Bug 2003795

Summary: When deleting storageSystem cluster-cleanup-job failed to create
Product: [Red Hat Storage] Red Hat OpenShift Data Foundation Reporter: Shay Rozen <srozen>
Component: rookAssignee: Subham Rai <srai>
Status: CLOSED CURRENTRELEASE QA Contact: Neha Berry <nberry>
Severity: unspecified Docs Contact:
Priority: unspecified    
Version: 4.9CC: jrivera, madam, muagarwa, ocs-bugs, odf-bz-bot, sostapov, srai, tnielsen
Target Milestone: ---   
Target Release: ---   
Hardware: Unspecified   
OS: Unspecified   
Whiteboard:
Fixed In Version: Doc Type: If docs needed, set a value
Doc Text:
Story Points: ---
Clone Of: Environment:
Last Closed: 2022-06-01 14:33:21 UTC Type: Bug
Regression: --- Mount Type: ---
Documentation: --- CRM:
Verified Versions: Category: ---
oVirt Team: --- RHEL 7.3 requirements from Atomic Host:
Cloudforms Team: --- Target Upstream Version:
Embargoed:

Description Shay Rozen 2021-09-13 18:03:55 UTC
Description of problem (please be detailed as possible and provide log
snippests):
After deleting storageSystem there are the following errors:
openshift-storage                      24s         Warning   FailedCreate                        job/cluster-cleanup-job-ip-10-0-188-204.us-east-2.compute.internal                Error creating: Pod "cluster-cleanup-job-ip-10-0-188-204.us-east-2.compute.--1-rlpxk" is invalid: [metadata.generateName: Invalid value: "cluster-cleanup-job-ip-10-0-188-204.us-east-2.compute.--1-": a lowercase RFC 1123 subdomain must consist of lower case alphanumeric characters, '-' or '.', and must start and end with an alphanumeric character (e.g. 'example.com', regex used for validation is '[a-z0-9]([-a-z0-9]*[a-z0-9])?(\.[a-z0-9]([-a-z0-9]*[a-z0-9])?)*'), metadata.name: Invalid value: "cluster-cleanup-job-ip-10-0-188-204.us-east-2.compute.--1-rlpxk": a lowercase RFC 1123 subdomain must consist of lower case alphanumeric characters, '-' or '.', and must start and end with an alphanumeric character (e.g. 'example.com', regex used for validation is '[a-z0-9]([-a-z0-9]*[a-z0-9])?(\.[a-z0-9]([-a-z0-9]*[a-z0-9])?)*')]

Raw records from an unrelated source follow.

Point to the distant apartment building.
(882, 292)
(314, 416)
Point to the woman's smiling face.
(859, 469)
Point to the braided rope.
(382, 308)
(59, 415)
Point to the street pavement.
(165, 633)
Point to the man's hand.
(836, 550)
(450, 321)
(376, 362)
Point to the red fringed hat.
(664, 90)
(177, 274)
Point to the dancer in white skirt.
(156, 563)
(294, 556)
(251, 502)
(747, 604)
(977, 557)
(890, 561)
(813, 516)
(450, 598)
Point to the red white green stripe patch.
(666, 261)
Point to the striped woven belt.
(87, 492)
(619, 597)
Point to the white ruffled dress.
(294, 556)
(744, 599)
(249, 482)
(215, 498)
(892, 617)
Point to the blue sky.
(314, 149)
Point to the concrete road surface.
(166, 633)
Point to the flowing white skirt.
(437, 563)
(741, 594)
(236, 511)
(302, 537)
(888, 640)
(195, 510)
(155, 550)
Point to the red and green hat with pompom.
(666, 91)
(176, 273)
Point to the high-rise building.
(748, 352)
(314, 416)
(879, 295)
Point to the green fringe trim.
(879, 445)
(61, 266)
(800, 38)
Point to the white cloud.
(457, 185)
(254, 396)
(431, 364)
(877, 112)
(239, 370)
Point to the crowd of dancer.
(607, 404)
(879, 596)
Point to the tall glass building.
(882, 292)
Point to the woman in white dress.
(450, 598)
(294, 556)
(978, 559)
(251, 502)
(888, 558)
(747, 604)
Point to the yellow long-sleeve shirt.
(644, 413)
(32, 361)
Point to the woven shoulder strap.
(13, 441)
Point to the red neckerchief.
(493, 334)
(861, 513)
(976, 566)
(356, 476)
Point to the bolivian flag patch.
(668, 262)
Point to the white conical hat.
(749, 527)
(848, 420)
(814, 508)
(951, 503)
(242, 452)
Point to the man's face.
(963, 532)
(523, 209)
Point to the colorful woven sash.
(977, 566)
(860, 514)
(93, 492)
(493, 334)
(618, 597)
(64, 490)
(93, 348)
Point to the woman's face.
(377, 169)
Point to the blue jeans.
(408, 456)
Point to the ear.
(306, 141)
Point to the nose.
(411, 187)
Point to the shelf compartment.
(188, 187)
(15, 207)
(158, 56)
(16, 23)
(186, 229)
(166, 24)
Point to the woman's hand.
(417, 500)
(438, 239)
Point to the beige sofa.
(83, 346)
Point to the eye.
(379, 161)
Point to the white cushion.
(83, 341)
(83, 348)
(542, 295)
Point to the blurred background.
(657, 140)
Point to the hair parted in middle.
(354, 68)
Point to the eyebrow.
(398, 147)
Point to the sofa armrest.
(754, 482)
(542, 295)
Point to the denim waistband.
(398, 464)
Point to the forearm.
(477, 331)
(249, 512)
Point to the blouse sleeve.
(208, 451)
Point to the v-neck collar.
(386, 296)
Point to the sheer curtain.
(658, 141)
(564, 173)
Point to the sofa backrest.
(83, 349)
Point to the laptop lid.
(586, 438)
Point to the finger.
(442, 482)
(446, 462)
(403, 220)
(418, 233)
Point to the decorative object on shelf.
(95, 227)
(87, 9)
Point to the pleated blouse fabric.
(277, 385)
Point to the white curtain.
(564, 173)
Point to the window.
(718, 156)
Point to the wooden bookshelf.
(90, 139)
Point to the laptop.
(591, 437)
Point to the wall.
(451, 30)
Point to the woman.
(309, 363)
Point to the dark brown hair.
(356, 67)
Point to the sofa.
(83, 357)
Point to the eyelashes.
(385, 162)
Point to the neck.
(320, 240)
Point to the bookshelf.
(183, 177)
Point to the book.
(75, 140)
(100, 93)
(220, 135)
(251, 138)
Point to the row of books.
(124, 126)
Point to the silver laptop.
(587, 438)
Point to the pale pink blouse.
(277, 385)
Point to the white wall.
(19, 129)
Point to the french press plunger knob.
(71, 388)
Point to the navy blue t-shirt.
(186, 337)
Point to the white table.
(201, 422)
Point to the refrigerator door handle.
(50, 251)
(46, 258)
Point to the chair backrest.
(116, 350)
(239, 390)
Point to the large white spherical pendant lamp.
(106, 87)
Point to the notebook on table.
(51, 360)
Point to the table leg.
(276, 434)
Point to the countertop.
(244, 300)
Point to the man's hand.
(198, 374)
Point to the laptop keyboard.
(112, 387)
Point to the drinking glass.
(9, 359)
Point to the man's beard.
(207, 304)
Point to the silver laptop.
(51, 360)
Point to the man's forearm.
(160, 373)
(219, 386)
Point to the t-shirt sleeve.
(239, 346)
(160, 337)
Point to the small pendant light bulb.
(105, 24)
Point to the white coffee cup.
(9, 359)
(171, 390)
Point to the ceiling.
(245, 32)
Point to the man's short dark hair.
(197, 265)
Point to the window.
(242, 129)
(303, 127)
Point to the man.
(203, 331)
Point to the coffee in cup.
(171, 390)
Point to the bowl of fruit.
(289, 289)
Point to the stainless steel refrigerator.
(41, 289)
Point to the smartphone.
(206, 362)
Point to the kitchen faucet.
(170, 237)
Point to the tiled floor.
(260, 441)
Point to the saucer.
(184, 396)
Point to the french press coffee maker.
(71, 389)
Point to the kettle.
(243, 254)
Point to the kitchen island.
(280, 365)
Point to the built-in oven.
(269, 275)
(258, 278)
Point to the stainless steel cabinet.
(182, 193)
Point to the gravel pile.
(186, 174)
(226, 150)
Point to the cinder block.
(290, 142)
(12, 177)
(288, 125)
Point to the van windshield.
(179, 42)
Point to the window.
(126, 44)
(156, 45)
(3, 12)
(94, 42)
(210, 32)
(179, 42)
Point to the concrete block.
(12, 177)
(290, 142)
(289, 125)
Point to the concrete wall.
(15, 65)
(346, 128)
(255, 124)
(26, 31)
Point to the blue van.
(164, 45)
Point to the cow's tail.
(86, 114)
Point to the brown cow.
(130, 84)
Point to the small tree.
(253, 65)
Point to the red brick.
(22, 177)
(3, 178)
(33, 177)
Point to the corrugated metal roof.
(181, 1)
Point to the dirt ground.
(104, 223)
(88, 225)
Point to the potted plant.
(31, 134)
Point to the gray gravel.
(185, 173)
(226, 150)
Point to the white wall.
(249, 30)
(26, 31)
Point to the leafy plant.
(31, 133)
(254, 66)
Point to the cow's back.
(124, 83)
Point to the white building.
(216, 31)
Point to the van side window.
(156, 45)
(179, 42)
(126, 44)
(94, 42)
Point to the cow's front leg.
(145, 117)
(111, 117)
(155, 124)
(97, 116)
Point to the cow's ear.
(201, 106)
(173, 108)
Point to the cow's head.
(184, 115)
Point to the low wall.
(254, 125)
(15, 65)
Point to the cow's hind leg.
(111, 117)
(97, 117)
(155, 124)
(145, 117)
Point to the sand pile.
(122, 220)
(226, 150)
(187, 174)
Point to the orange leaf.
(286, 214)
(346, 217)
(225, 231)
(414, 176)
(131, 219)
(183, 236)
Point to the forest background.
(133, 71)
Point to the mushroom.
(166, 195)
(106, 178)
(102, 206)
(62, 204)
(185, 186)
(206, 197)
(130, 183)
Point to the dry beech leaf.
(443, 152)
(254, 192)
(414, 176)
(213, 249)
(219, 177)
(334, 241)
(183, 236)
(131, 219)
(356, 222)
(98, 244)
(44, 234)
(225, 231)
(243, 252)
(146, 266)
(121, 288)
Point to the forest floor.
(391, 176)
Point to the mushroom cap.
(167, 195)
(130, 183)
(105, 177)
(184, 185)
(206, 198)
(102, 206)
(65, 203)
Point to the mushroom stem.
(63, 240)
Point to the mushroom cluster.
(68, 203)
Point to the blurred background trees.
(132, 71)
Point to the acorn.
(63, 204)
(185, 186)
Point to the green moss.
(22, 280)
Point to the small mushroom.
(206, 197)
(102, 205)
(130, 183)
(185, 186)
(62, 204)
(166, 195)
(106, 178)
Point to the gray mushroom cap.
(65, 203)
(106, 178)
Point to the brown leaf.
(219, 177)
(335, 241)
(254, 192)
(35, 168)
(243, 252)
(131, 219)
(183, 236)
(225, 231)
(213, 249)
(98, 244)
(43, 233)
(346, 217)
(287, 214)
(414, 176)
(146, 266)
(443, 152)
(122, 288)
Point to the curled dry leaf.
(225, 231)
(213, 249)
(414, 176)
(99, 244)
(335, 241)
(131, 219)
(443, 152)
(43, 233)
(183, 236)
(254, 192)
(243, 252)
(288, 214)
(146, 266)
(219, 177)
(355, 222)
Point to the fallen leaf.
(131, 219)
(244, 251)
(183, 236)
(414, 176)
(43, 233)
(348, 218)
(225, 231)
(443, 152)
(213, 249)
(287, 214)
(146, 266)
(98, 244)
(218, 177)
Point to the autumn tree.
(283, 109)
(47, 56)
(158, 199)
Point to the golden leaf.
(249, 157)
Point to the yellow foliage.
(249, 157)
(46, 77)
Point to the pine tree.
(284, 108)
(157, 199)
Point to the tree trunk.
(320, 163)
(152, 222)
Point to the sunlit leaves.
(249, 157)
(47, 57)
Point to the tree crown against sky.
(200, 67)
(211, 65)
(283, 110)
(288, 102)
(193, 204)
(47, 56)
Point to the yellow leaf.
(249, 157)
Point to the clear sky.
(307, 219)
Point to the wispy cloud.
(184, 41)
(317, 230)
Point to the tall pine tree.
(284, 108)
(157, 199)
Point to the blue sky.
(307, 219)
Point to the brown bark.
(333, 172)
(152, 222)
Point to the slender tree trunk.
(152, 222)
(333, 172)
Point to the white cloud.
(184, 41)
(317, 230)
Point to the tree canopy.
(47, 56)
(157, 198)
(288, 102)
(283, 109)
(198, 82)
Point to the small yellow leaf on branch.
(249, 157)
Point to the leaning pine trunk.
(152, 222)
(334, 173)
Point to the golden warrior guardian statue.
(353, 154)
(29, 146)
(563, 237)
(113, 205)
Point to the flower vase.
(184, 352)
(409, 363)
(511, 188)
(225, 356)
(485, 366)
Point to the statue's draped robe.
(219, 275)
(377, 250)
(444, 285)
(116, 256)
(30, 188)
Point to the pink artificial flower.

I believe the problem is due to name of pod cluster-cleanup-job-ip-10-0-188-204.us-east-2.compute.--1-rlpxk the -- after the period



Version of all relevant components (if applicable):
odf 4.9.132-ci

Does this issue impact your ability to continue to work with the product
(please explain in detail what is the user impact)?
No

Is there any workaround available to the best of your knowledge?
I don't know what the impact beside the error

Rate from 1 - 5 the complexity of the scenario you performed that caused this
bug (1 - very simple, 5 - very complex)?
1

Can this issue reproducible?
Yes

Can this issue reproduce from the UI?
No

If this is a regression, please provide more details to justify this:


Steps to Reproduce:
1. Install OCP 4.9 and ODF 4.9
2. Create storageSystem
3. Delete storageSystem
4. issue oc get events -n openshift-storage --sort-by='.metadata.creationTimestamp' | grep cleanup

Actual results:
All cluster-cleanup-job pods fail to start with this error:
2m53s       Warning   FailedCreate                      job/cluster-cleanup-job-ip-10-0-188-204.us-east-2.compute.internal                Error creating: Pod "cluster-cleanup-job-ip-10-0-188-204.us-east-2.compute.--1-r574v" is invalid: [metadata.generateName: Invalid value: "cluster-cleanup-job-ip-10-0-188-204.us-east-2.compute.--1-": a lowercase RFC 1123 subdomain must consist of lower case alphanumeric characters, '-' or '.', and must start and end with an alphanumeric character (e.g. 'example.com', regex used for validation is '[a-z0-9]([-a-z0-9]*[a-z0-9])?(\.[a-z0-9]([-a-z0-9]*[a-z0-9])?)*'), metadata.name: Invalid value: "cluster-cleanup-job-ip-10-0-188-204.us-east-2.compute.--1-r574v": a lowercase RFC 1123 subdomain must consist of lower case alphanumeric characters, '-' or '.', and must start and end with an alphanumeric character (e.g. 'example.com', regex used for validation is '[a-z0-9]([-a-z0-9]*[a-z0-9])?(\.[a-z0-9]([-a-z0-9]*[a-z0-9])?)*')]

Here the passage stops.